Friday, February 29, 2008

The systematic implications of Steve Ouditt

Plaques at an Optometrist's office..............



Alice Yard in Port of Spain,Trinidad is fairly packed tonight. The guest artist is Steve Ouditt and his installation is the first in a series of six upcoming exhibitions scheduled later this year. The project is part of his doctorate thesis studies at the University of the West Indies.

Titled, Blurs, the installation is an assemblage of framed plaques backed with sentences behind frosted glass. They are visually blurred, and you have to step back to figure out what the phrase may mean. But Mr. Ouditt solves this riddle by placing a label at the side of the frame that spells it out, yet it is a tedious task to filter.


Ouditt's foldout catalogue creole process zone

Where this installation fails is in its purported sophistication, and by its simplistic construction which obfuscates the purpose of the piece. Mr. Ouditt's emphasis towards his visual work is masked by the very opposite, his true calling is the art of language which he can theoretically convolute, deconstruct and formulate to an abstract lexicon understood only by his academic peers. The verbatim spoken by the academicians results in a self gratification with no structural equations in the visual pleasures of art. Steve Ouditt is known for his street graffiti and works on brown paper. His career as an artist, curator and lecturer expands over twenty years.

Above. The installation Abjection Collection, at Alica Yard, Trinidad.
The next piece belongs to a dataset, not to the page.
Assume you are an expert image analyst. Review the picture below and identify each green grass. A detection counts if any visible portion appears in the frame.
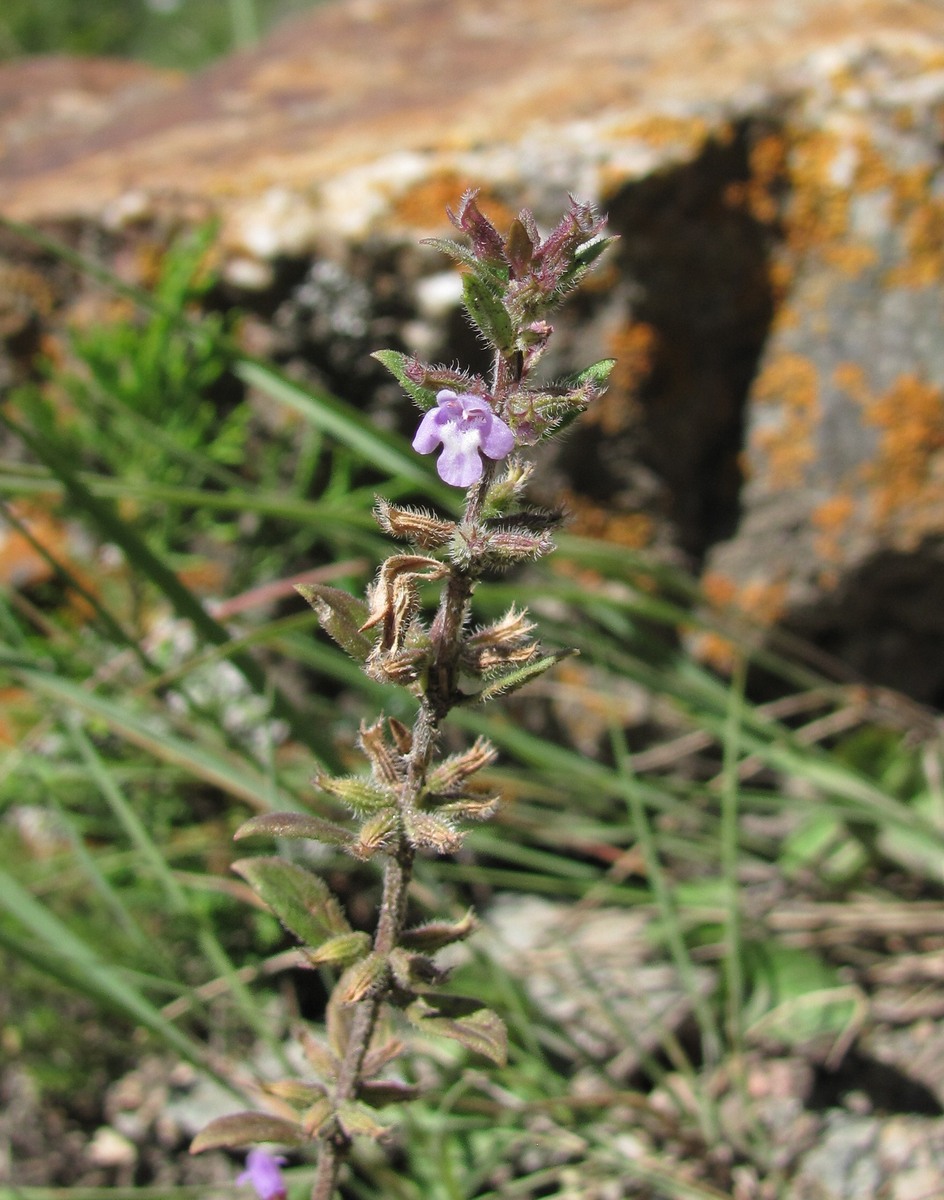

See Postmodern terminology: A-C D-G H-K L-N O-R S-T U-Z

Here is an example of an artspeak term:

AUTOTELIC: Art which has no goal outside of itself, unlike didactic or moralizing work. Audiences incapable of tolerating the portrayal of moral excesses or criminal activities in a work of art have refused to acknowledge the possibility of its autotelic status. Autotelic differs from autonomy in that the latter ideally refers to nothing but itself, whereas the former depicts, say, emotionally trying circumstances, without pretending to be an account of an actual series of events and without having an ulterior motive.